Long pentraxin PTX3 is identified by differential screening from a cDNA phage library made up of human endothelial cells (HUVEC) submitted to treatment with IL1β (Breviario, et al., 1992, J. Biol. Chem., 267: 22190-22197). Its nucleotide sequence is disclosed in the NCBI database under access number X63613. The cDNA of PTX3 codes for a protein of 381 amino acid residues characterised by a signal peptide for the secretion (residues 1-17), by an N-terminal domain (residues 18-178) and by a C-terminal domain (residues 179-381). The gene of human long pentraxin PTX3 maps on chromosome 3 in the q25.2 region and is characterised by 3 exons located on 6.72 kb of genomic DNA.
Recombinant PTX3, purified from the supernatant of CHO cells stably infected with the plasmid vector pSG5h-PTX3 containing the human cDNA of PTX3, analysed by SDS-PAGE in reducing conditions, presents an apparent molecular weight of 45 kDa (Bottazzi, et al., J. Biol. Chem., 1997; 272: 32817-32823). Its amino acid sequence shows a potential glycosylation site at residue 220. The treatment of PTX3 with N-glycosidase F leads to the reduction of its molecular weight to approximately 42 kDa (estimated by SDS-PAGE) in agreement with the value calculated on the basis of the amino acid sequence alone.
This result confirms that PTX3 is N-glycosylated with a sugar contribution amounting to approximately 12% of the molecular weight.
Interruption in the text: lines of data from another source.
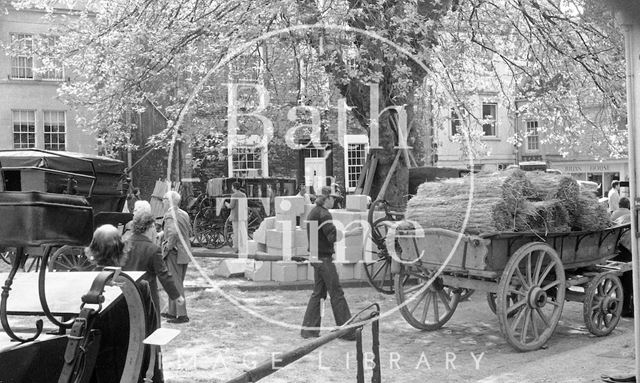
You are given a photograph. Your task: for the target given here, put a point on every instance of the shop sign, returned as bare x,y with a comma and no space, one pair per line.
591,168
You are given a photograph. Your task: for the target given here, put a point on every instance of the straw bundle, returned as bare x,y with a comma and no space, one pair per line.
587,214
507,201
496,198
554,186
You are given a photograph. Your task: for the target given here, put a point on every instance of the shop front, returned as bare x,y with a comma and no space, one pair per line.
600,172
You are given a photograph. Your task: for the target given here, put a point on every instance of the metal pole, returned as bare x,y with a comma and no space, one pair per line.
631,31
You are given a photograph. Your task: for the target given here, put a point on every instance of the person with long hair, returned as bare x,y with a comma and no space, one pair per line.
106,247
175,250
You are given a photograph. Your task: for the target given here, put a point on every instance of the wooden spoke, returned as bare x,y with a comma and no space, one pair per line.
550,285
536,273
436,313
522,279
525,327
533,325
445,299
418,300
529,272
543,317
427,303
516,306
545,273
515,323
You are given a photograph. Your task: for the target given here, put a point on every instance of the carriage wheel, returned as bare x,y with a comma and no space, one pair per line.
424,308
536,276
70,258
379,273
602,305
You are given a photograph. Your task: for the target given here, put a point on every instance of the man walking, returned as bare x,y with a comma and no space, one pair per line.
614,196
239,216
176,249
325,274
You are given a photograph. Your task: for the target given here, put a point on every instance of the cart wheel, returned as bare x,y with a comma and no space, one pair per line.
602,305
536,276
70,258
425,308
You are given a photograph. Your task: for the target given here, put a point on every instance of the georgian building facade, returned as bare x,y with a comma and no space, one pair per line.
31,114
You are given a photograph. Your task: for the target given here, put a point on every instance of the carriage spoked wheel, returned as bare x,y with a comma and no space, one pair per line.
378,269
425,308
535,275
70,258
602,305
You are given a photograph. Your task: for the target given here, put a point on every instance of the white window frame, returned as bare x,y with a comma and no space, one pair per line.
21,62
31,128
244,142
456,121
49,123
533,135
354,139
56,73
494,120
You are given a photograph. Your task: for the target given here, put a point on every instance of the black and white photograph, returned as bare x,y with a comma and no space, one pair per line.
311,191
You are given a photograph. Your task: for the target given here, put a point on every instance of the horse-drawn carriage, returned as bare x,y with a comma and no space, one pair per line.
92,184
210,216
527,276
51,202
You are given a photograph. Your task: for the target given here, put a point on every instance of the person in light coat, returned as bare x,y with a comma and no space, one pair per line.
176,250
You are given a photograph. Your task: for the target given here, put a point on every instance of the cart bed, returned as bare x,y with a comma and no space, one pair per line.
486,255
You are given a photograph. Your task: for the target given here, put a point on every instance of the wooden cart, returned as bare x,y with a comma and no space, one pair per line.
526,276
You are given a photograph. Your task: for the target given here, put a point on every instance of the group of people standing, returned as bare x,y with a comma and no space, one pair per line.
162,256
620,210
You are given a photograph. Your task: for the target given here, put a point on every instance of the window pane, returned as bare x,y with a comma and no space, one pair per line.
532,136
356,154
489,112
54,130
22,60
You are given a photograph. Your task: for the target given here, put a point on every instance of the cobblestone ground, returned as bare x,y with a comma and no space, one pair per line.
222,340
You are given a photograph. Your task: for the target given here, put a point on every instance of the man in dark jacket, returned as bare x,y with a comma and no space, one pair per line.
325,274
144,255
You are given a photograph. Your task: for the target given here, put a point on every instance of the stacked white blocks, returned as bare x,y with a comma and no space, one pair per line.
286,235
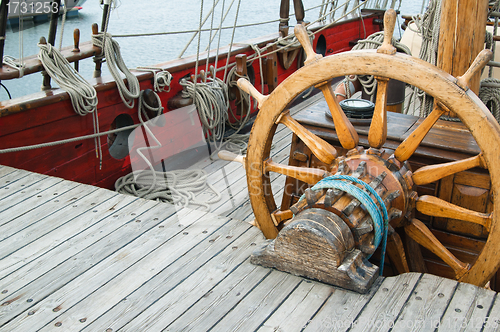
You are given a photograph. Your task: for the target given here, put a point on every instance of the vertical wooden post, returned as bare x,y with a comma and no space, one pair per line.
461,36
3,25
284,12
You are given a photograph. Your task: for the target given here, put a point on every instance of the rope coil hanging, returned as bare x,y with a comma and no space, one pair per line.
112,54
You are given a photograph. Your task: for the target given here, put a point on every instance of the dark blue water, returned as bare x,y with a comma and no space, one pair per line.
132,17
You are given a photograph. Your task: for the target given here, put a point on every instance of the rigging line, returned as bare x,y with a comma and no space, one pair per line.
218,42
210,42
197,50
223,18
149,34
197,32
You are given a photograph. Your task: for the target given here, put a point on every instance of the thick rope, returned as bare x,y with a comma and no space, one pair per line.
178,187
373,41
428,29
116,65
211,101
82,94
161,78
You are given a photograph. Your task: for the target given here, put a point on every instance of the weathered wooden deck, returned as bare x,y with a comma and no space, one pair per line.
75,257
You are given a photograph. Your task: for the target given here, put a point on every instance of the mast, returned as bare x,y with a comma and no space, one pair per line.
461,36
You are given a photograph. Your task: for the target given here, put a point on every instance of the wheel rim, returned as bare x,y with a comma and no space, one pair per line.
424,76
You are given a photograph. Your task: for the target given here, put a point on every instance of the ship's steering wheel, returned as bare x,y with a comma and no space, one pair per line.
449,92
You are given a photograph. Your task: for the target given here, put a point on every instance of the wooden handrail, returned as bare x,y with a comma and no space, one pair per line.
33,65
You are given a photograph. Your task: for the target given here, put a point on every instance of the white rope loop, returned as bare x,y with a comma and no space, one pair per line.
111,50
178,187
82,94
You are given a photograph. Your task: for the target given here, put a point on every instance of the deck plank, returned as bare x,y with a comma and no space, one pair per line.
104,270
252,311
71,221
44,217
468,309
70,259
340,310
384,307
206,252
174,303
163,249
299,308
23,201
426,305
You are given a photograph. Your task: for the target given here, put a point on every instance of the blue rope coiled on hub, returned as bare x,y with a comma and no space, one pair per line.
377,213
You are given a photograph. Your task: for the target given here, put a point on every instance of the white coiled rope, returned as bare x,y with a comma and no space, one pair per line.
82,94
372,42
211,101
179,187
111,50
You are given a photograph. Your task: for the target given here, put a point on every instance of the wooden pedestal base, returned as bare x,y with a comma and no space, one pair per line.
318,245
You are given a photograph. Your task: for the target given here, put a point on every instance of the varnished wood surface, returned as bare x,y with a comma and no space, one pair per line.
444,135
79,257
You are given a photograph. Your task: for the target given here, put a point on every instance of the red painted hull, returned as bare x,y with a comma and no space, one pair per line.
49,116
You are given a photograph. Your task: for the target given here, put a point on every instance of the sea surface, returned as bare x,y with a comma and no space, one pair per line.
134,17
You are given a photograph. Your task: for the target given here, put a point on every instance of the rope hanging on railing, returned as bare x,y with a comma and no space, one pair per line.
112,54
211,101
82,94
378,212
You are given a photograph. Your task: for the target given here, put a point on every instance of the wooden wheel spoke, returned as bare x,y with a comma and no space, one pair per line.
423,236
437,207
378,128
320,148
431,173
307,175
346,133
406,149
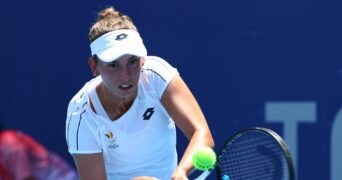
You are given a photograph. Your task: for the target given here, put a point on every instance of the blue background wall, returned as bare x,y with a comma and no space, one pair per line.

Analysis of the protein analysed by SDS-PAGE in non-reducing conditions yielded a molecular weight of approximately 450 kDa (Bottazzi, et al., J. Biol. Chem., 1997; 272: 32817-32823). These results clearly indicate that PTX3 is mainly organised in a decameric structure through the formation of intermolecular disulphide bridges between the cysteine residues of the individual monomers.
However, the deglycoslation protocol proposed in the above-mentioned paper does not permit the preparation of a functionally active PTX3, in view of the fact that, for this to be done, both denaturation and reduction of the disulphide bridges of the protein are necessary.
The protein obtained according to Bottazzi et al.'s method cannot be used as a medicament, having lost its functional characteristics. No use of the deglycosylated pentraxin is, however, suggested.
The present invention solves the problem by providing functionally active deglycosylated pentraxin PTX3.
For a review of the pentraxins, see H. Gewurz, et al., Current Opinion in Immunology, 1995, 7:54-64.
Previous uses of PTX3 are well known.
International patent application WO 99/32516, filed in the name of the present applicant, discloses long pentraxin PTX3 and its use for the therapy of infectious or inflammatory diseases or tumours.
WO 02/38169 discloses the use of long pentraxin PTX3 for the preparation of a medicament useful for the treatment of diseases associated with abnormal activation of growth factor FGF-2.
The treatment of autoimmune diseases by means of the use of long pentraxin PTX3 is disclosed in WO 02/36151.
WO 03/011326 discloses the use of long pentraxin PTX3 for the treatment of female infertility.
WO 03/084561 discloses the use of long pentraxin PTX3 for the preparation of a medicament for the treatment of tumours associated with abnormal activation of growth factor FGF-8.
WO 03/072603 discloses the use of long pentraxin PTX3 for the preparation of autologous vaccines for the treatment of tumours.
PTX3 shares with the short pentraxins CRP and SAP the ability to bind C1q, a component of the complement system. The binding of PTX3 to C1q is saturated with a Kd of 7.4×10−8 M. Kinetic studies of the bimolecular interaction between PTX3 and C1q carried out using the BIAcore have made it possible to measure a Kon of 2.4×105 M−1 s−1 and a Koff of 4×10−4 s−1 (Bottazzi, et al., J. Biol. Chem., 1997; 272: 32817-32823).
The comparative analysis of the sequence homology between PTX3 and short pentraxins has revealed a substantial homology of the C-terminal domain of PTX3 with the entire sequence of CRP and SAP (Breviario, et al., 1992, J. Biol. Chem., 267: 22190-22197). Both CRP and SAP compete for the binding of C1q to PTX3, suggesting that the pentraxins recognise the same region on C1q and that the C-terminal domain of PTX3 is the binding site for C1q. In-vitro studies have shown that PTX3 activates the classic complement pathway.
Experimental and clinical evidence shows that functional abnormalities of complement are associated with a greater proneness to infection by pathogens, thus demonstrating an essential function of this innate immune system in protection against infections (Roos, et al., 2002, Immunobiol., 205: 595-609). In the medical field, then, there is a strongly perceived need for drugs capable of boosting and amplifying the immune response to complement-mediated microbial infections.
Moreover, experts in the field are looking for drugs which are increasingly active and capable of acting in synergy with other drugs.